Most of these stories are short for a reason and fill only the amount of pages that they need to fill to do their job properly. In most cases, they're told by a single person and often through introspection. Maybe they're writing a diary or a set of letters or detailing research. For instance, 'Some Letters for Ove Lindström' is exactly that, but they're written by a daughter to her recently deceased father over a number of days spent in his house and they lead up to a magnificent suggestion.
I only wanted one story to be longer and that's 'Pyret', as the vast majority of it is presented as research done by the lead character, which is fascinating and inviting and it leads up to a fair enough conclusion, but I felt that so much groundwork deserved more exploration. Tidbeck has written a novel, 'Amatka', and, having devoured this collection, I do wonder how that will play. She seems very comfortable indeed at short length, often very short length. 'Miss Nyberg and I' and 'Cloudberry Jam' do their jobs in merely five pages, which is astounding, given how much they do in those brief moments. 'Herr Cederberg' only needs four.
Because these stories often end with possibility, beginnings as much as endings, they become little worlds and it's difficult to pick a favourite. I have to throw out 'Who is Arvid Pekon?' because it takes a prosaic profession and extrapolates it into Franz Kafka territory but still leaves time for a particularly brutal twist that shakes up everything. It's a fantastic story in both meanings of that word. So are 'Augusta Prima', which is gloriously decadent; 'Cloudberry Jam', which looks at attachment in a way I've never seen before; and the title story, 'Jagannath', which explores an entire eco-system from the inside through a sheer flight of imagination. My other favourite, though, would be 'Rebecka', which is the most brutal piece in the book.
A number of these stories look at cycles, suggesting that what we know may not be all that there is, and I'm not talking about eons here but much shorter cycles, individual generations or less. Part of that is because Tidbeck is from Scandinavia, where the big cities give way to countryside that empties out rapidly as you travel north to villages on the edges of forests, where superstitions live long because maybe they have validity. The epitome of this is 'Reindeer Mountain', which begins with a fantastic line: 'Cilla was twelve years old the summer Sara put on her great-grandmother's wedding dress and disappeared up the mountain.' It's easily the longest story in this collection and it patiently works up to the why that we asked after that opening line.
Tidbeck's prose is very clean and austere, apparently whichever language she's working in. She's Swedish and a number of these stories were originally published in that language, but she translated them for publication here or for English language magazines, from which they were collected here. Others were written in English from the outset and have yet to see a Swedish publication. Most people can't write this well in their own tongue, but Tidbeck, as young as she is, is up to the task in two languages.

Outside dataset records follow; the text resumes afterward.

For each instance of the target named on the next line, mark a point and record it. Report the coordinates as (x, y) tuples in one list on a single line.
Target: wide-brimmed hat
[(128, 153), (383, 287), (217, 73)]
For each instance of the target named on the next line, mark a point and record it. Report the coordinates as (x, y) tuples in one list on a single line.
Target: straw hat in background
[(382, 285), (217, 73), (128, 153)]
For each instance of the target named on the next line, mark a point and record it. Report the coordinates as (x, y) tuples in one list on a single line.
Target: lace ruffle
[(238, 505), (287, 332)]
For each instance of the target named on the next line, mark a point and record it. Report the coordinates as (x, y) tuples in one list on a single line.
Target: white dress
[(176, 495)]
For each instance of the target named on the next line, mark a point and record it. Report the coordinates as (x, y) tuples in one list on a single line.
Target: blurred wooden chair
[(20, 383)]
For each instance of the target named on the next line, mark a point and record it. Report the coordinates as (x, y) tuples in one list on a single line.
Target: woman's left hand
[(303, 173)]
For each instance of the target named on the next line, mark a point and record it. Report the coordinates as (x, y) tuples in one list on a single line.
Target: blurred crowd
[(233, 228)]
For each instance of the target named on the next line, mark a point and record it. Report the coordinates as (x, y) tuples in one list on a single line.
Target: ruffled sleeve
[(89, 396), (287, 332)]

She does add in her afterword though that not all things are easy to translate. Much of what she poured into this collection is what the Swedes would call 'vemod', which doesn't have a simple English equivalent. She suggests 'a wistful sorrow for something that is over' or 'a quiet longing for something else'. I can see that, because these are subtle, polite, contained stories that become doorways into worlds that look like ours because they are ours, but they don't quite function in the way we expect.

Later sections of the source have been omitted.